I stayed up on Bob Harrison’s roof for the next 16 hours, with Jess’s dead, bloodied corpse roasting in the summer sun not three feet away from me. After a time, people started coming out of their homes, carefully avoiding the spots on the ground still damp with the lake’s vengeance. They used plywood and furniture and vehicles to create bridges for those who were trapped, myself included.
27 bodies were pulled out of the neighborhood’s flooded houses in the coming weeks. We crafted waterproof suits and footwear to traverse our town until such time as the water dried up or was otherwise cleared out.

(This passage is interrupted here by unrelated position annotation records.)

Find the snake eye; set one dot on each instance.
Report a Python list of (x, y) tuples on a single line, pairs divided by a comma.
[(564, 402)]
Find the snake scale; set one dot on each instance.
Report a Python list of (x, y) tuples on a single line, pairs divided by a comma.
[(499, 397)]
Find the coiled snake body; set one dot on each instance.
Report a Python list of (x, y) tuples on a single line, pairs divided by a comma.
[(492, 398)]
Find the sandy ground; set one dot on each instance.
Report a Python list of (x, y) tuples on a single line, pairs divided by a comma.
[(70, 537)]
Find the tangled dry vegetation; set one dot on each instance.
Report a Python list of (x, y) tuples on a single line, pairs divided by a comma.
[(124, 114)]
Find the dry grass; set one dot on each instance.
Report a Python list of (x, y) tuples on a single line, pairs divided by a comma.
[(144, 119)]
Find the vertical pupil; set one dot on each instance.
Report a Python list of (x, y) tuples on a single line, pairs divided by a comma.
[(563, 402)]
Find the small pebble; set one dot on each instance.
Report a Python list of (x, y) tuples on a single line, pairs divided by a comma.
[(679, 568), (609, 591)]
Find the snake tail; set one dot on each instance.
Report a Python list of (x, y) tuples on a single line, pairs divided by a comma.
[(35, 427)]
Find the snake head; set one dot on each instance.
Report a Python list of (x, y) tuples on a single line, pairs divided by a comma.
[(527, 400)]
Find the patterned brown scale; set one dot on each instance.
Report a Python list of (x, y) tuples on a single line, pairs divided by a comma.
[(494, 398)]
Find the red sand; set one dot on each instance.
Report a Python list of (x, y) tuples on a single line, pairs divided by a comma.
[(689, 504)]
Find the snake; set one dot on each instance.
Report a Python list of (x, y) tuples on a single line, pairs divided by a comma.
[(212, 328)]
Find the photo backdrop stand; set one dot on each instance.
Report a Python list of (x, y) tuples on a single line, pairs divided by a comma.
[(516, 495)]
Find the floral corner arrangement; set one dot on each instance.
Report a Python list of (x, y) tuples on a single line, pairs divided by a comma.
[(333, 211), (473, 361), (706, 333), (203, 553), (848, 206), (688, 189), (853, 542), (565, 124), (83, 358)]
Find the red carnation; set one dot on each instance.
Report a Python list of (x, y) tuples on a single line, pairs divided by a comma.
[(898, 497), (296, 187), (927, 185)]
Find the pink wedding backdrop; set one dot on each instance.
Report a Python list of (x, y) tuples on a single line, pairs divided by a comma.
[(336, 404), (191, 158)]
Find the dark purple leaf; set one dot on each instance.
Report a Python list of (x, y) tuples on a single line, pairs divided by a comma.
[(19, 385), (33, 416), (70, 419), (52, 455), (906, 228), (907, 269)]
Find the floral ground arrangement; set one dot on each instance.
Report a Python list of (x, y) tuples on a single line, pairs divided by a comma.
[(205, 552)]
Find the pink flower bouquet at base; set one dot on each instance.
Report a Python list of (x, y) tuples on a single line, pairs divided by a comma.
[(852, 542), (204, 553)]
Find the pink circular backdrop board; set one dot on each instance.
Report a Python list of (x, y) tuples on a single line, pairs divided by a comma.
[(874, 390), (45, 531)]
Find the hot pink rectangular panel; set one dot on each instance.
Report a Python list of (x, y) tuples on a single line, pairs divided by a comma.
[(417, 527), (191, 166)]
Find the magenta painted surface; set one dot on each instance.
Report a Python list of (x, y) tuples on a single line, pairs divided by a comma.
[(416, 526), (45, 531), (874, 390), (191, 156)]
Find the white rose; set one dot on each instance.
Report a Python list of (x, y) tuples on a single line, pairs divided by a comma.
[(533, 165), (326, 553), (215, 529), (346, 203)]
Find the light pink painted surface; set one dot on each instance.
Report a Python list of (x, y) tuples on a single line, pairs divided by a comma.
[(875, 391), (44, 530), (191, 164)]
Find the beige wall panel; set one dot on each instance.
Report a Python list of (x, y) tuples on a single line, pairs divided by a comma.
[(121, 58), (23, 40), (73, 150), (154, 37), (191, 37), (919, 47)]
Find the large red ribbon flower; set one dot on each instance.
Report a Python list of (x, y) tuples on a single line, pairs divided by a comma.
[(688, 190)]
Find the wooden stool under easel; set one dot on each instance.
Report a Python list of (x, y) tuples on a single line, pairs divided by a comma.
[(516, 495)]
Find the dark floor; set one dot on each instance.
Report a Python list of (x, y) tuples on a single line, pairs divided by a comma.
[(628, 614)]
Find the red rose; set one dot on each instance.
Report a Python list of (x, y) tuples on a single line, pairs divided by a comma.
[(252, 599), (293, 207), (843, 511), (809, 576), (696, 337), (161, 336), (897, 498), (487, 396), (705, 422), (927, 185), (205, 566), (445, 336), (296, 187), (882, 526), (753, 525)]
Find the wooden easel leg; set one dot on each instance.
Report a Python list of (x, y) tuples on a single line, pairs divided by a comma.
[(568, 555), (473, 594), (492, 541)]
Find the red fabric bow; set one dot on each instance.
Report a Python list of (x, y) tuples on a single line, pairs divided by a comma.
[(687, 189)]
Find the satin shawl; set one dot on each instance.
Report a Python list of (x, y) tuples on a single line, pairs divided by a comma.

When the lake claimed its revenge, it resulted in the most harrowing 30 minutes of my life. It was a half hour (roughly) of chaos, death, confusion, and sorrow.
But it put one thing into perspective. The one thing that so many of us had pondered for so long. The answer to the question that so many residents of Humming Lake had asked for so long, but for which none had ever dared seek. That half hour of dread gave us the reason for our town’s oldest law, the source of which had been lost to time itself.